I’m Charles J Dove, founder of Charlie Automates. I rebuilt how I run Claude Code around what Karpathy actually said, and it changed everything. Same model, way better output. Let me hand you the whole thing.

The one sentence everyone skipped

Here is what Karpathy (one of the founding members of OpenAI) actually said:

Traditional computers automate what you can specify. These models automate what you can verify.

That’s the whole game in one line. Everybody copied a 65-line file and skipped the one sentence that matters. The takeaway is simple. You define what success looks like first, in a way your AI can read. Then you loop the work until it’s verified. You outsource the execution to the model. You never outsource the understanding. The systems thinking is always worth more than the system itself.

When I tested it side by side, the difference was obvious. Cold prompting Claude burns more tokens and drifts off course. Spec the job, define how it gets checked, then let it loop, and it ships in one clean pass.

The four principles to put in your CLAUDE.md

These are the four Karpathy actually called out. All four bias toward caution over speed. Drop them into your CLAUDE.md file and Claude starts working like a senior engineer instead of an eager intern.

  1. Think before coding. Give the model permission to push back. If something is unclear, it stops and names it. If there’s a simpler way, it tells you before writing a line. No silent guessing.
  2. Simplicity first. Less is more. The minimum code that solves the problem, nothing speculative. If 200 lines could be 50, it rewrites it.
  3. Surgical changes. Touch only what the request needs. Follow the style that’s already working. If there’s dead code, point it out, don’t quietly delete it. Every changed line traces back to your ask.
  4. Goal-driven execution. Turn a vague ask into a verifiable goal. “Fix the bug” becomes “write a failing test that reproduces it, then make it pass.”

That’s the brain. But principles in a file are not a system. Here’s how I turn them into something that actually ships products.

Raw prompt vs frameworks: the live test

I ran two terminals at the same time. Same goal: build a social media analytics dashboard. On the left, a raw prompt. On the right, two frameworks doing the work the way Karpathy described. Both terminals had my updated CLAUDE.md, so the raw side wasn’t terrible. It was just shallow.

The left side started building immediately. One wish-list prompt, straight to code. The right side did something different first. It asked me questions.

SEED: package the idea before you build

The first framework is called SEED. Instead of one-shotting a prompt, SEED runs a guided interview shaped by what you’re building. It asked me the project name, the stack options, and the scope. It let me pick my Charlie Automates brand kit. Then it packaged all of it into a spec file that Claude can actually read.

This is caution over speed in action. I answered a few questions up front so the build had a real target. The raw side already had a folder with a single file in it. The SEED side had a clean spec and a plan. That five percent of extra context up front is the whole difference.

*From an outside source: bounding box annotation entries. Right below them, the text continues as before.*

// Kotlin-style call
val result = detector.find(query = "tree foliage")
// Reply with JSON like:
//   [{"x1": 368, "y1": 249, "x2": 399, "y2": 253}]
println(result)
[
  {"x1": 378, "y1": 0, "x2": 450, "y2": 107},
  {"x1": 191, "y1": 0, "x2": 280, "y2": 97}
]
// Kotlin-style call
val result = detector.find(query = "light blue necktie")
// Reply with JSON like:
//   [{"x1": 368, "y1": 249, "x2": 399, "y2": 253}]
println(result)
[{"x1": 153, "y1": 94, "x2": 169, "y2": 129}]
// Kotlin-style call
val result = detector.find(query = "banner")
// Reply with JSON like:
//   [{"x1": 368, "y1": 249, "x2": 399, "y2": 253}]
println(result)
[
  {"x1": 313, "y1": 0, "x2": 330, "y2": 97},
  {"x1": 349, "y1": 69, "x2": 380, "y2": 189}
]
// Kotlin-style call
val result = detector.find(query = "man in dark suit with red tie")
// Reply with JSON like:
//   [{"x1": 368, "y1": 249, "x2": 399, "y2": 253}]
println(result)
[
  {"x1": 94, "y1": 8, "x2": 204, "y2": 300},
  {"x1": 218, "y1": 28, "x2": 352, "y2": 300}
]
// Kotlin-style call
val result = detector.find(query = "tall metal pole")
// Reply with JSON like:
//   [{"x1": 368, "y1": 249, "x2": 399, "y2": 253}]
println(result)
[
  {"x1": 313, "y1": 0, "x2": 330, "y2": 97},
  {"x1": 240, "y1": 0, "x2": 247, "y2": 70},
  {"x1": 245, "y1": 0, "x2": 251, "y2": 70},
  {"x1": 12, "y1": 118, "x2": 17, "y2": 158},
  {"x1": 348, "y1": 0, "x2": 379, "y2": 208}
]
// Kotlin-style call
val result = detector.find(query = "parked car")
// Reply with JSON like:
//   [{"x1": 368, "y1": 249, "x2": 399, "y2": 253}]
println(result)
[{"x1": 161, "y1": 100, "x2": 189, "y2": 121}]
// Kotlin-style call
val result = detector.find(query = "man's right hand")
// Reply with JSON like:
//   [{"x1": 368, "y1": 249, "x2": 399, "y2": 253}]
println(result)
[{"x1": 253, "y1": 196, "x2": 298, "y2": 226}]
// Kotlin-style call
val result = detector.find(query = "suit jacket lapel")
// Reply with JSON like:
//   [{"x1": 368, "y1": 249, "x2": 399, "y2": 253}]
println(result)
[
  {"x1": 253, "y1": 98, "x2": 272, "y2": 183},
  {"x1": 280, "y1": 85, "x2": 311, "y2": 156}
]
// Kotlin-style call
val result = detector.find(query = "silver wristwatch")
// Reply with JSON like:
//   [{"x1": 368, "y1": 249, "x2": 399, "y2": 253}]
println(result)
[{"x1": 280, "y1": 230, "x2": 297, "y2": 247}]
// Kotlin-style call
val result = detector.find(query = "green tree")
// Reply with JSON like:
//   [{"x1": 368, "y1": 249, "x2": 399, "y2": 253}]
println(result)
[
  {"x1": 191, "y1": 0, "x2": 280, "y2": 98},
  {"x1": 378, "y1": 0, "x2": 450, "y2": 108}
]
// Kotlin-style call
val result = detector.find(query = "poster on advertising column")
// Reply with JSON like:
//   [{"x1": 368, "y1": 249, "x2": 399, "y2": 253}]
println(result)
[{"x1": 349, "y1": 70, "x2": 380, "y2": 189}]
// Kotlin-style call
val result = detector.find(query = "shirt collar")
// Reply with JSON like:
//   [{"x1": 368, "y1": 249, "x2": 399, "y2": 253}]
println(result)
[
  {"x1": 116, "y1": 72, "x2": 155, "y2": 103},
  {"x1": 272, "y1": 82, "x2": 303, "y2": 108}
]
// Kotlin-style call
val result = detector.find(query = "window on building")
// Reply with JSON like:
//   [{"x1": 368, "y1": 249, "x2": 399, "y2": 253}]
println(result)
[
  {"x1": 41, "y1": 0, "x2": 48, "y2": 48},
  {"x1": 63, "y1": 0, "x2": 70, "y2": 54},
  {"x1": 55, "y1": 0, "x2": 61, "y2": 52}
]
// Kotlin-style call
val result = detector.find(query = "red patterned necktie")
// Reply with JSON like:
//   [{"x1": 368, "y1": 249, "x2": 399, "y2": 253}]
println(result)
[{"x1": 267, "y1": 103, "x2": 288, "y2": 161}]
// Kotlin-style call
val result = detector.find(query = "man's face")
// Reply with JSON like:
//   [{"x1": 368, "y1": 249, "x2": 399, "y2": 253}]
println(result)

PAUL: plan, apply, unify, loop

Once SEED has the idea packaged, the second framework takes over. It’s called PAUL, and it stands for Plan, Apply, Unify, Loop. This is the looping system Karpathy was pointing at.

I told it to launch and initialize PAUL in the apps folder. Watch what it created that the raw prompt never did:

  • A project file that lays out exactly what the app is, the core value, and what’s out of scope, so we’re not building for the sake of building.
  • A roadmap showing the current milestone (a 0.1 MVP) and every phase of the build.
  • A state file showing exactly where the project is right now, which phase is done, and what percent is complete.

So Claude has a full memory system of where you are in the build. PAUL plans a phase, applies it (the actual building), then you run a unify command to update those files so Claude always knows what’s going on. Then you loop to the next phase. It builds slowly, chunk by chunk, testing each phase, instead of one-shotting the whole thing and hoping.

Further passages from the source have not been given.